Filled with facts, anecdotes, contemporary gossip, Weis’s book, widely based on Romain Vienne’s The Truth about the Lady of the Camellias” (1888) is right on the mark.
Weis devotes 16 chapters (230 pages) to his heroine, to 1840’s Paris (a chapter is dedicated to the “ladies of Paris” and to the doctors who care for them (!), to the triumphs and failures of Duplessis. Then follow three detailed chapters made up of reporting, exploration, analysis and commentary, including material from Dumas fils’ docu-novel (La Dame aux Camélias), his drama (La Dame aux Camélias), and from that Traviata by a certain Giuseppe Verdi. In particular, Weis closely investigates both versions (1853 and 1854) of the opera, the nomenclature used in the three works (Violetta, Armand, and Germont…who would be none other than Guiche-Gramont) and to Dumas fils’ roman à clef.

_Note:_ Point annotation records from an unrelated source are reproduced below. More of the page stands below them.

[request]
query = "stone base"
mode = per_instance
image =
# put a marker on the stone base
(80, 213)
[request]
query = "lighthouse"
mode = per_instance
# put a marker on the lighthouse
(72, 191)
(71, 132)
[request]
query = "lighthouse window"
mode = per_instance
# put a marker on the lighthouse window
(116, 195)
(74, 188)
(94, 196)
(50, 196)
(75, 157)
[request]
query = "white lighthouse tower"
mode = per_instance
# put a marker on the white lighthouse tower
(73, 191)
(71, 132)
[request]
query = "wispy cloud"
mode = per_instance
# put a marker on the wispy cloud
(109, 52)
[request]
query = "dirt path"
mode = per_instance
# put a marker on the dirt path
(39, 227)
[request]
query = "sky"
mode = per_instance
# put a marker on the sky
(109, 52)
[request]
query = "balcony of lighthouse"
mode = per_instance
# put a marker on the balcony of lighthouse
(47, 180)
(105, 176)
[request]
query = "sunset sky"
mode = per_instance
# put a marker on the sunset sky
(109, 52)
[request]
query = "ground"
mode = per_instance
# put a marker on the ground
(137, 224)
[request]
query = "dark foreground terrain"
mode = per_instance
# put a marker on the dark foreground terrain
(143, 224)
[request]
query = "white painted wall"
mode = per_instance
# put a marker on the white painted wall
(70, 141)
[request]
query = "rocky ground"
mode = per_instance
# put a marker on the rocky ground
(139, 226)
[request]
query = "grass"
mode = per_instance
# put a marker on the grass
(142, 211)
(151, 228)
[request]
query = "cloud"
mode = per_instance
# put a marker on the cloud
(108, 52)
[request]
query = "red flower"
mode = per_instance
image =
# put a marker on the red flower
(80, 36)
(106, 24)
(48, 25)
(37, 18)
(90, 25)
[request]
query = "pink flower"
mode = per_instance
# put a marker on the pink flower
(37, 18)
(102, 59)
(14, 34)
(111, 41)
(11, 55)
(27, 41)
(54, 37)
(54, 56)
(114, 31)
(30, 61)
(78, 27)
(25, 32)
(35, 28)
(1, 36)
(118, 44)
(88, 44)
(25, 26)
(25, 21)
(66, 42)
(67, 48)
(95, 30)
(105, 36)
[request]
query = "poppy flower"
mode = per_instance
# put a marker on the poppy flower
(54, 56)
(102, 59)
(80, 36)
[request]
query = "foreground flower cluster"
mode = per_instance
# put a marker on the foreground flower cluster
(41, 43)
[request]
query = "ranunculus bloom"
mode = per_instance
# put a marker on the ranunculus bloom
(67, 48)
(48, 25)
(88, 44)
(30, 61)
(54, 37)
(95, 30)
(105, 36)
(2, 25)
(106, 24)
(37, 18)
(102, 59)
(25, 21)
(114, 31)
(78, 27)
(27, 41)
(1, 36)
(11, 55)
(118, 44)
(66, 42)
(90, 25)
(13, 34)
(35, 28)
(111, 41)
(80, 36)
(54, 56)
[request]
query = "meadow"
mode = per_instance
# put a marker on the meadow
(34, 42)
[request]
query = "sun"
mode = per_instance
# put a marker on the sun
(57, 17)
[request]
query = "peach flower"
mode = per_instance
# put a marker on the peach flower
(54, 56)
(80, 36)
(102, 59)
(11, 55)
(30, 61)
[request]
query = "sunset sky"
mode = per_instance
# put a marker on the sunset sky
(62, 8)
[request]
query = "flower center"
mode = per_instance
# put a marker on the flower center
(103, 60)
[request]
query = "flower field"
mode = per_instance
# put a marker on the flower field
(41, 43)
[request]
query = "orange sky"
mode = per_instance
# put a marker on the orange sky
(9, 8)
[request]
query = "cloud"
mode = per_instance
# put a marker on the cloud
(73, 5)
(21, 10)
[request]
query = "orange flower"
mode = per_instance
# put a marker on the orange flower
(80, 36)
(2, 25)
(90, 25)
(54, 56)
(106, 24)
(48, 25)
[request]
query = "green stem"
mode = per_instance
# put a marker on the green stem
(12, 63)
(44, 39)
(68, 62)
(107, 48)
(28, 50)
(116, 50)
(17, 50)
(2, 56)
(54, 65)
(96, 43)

Another bit of data: Piave proposing to Verdi (seriously) that he push the action back to the heroic era of Armand du Plessis (!!) Duke of Richelieu. If you’re a devoted fan of Verdi, La Traviata, and Dumas, you won’t learn anything really new from reading this book, which does however have the virtue of establishing order out of chaos and of concentrating the entire morass of documentation which exists regarding Marie Duplessis, the Lady of the Camellias.

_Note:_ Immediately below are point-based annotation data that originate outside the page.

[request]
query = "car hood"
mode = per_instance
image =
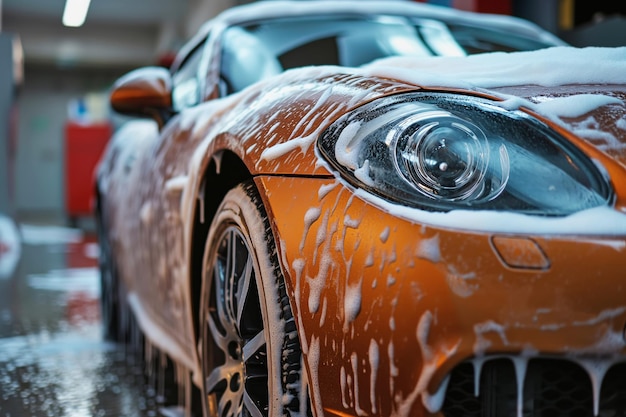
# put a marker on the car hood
(594, 113)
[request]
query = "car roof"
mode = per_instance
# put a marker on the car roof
(278, 9)
(272, 9)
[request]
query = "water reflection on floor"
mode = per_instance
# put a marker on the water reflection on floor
(53, 360)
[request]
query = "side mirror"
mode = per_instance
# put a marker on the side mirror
(145, 92)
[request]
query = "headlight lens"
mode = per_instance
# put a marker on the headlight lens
(444, 151)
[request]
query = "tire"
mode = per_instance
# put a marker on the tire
(249, 347)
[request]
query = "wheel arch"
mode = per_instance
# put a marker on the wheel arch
(223, 173)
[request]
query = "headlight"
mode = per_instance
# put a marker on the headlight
(443, 152)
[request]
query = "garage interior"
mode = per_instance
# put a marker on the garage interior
(56, 93)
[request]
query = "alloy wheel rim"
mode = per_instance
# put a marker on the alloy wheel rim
(236, 368)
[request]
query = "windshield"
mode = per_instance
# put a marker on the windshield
(257, 51)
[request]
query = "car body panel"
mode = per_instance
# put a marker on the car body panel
(429, 297)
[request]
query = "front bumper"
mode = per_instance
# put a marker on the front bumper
(388, 307)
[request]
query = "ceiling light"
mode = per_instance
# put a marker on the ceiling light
(75, 12)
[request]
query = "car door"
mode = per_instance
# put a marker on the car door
(165, 170)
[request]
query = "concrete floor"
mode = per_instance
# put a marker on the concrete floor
(53, 360)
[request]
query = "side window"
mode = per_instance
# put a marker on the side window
(186, 87)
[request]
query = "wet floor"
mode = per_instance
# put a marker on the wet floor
(53, 359)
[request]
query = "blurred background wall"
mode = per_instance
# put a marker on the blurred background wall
(67, 71)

An excellent book, skillful and suspenseful throughout because it understands and reveals an honest, estimable woman who was “good company.” Wordy at times, as we’ve said, it can digress and the reader may find himself a bit lost in all those voyages that Marie undertakes, with or without her lover or lovers and admirers of the moment, to London, Baden- Baden, Nonant, Bad Ems, Italy. In plowing through the list of her lovers, one could easily go astray. All of them, or nearly all, remained attached to her and attended her funeral– in no particular order… Olympe Aguado, Agénor Guiche-Gramont, Felix von Lichnowsky, Fernand de Montguyon, Nollet, Gustav Ernst de Stackelberg, Perrégaux (Verdi’s Alfredo), etc… Notable by their absence, Morny, Dumas fils and Franz Liszt, on
tour in Russia. One might reproach Weis for his cold, detached style…and wonder about the “affection” he felt for his heroine, this free-wheeling woman who had been liberated, this woman who knew that the galloping tuberculosis from which she suffered would claim her very shortly. She was 23.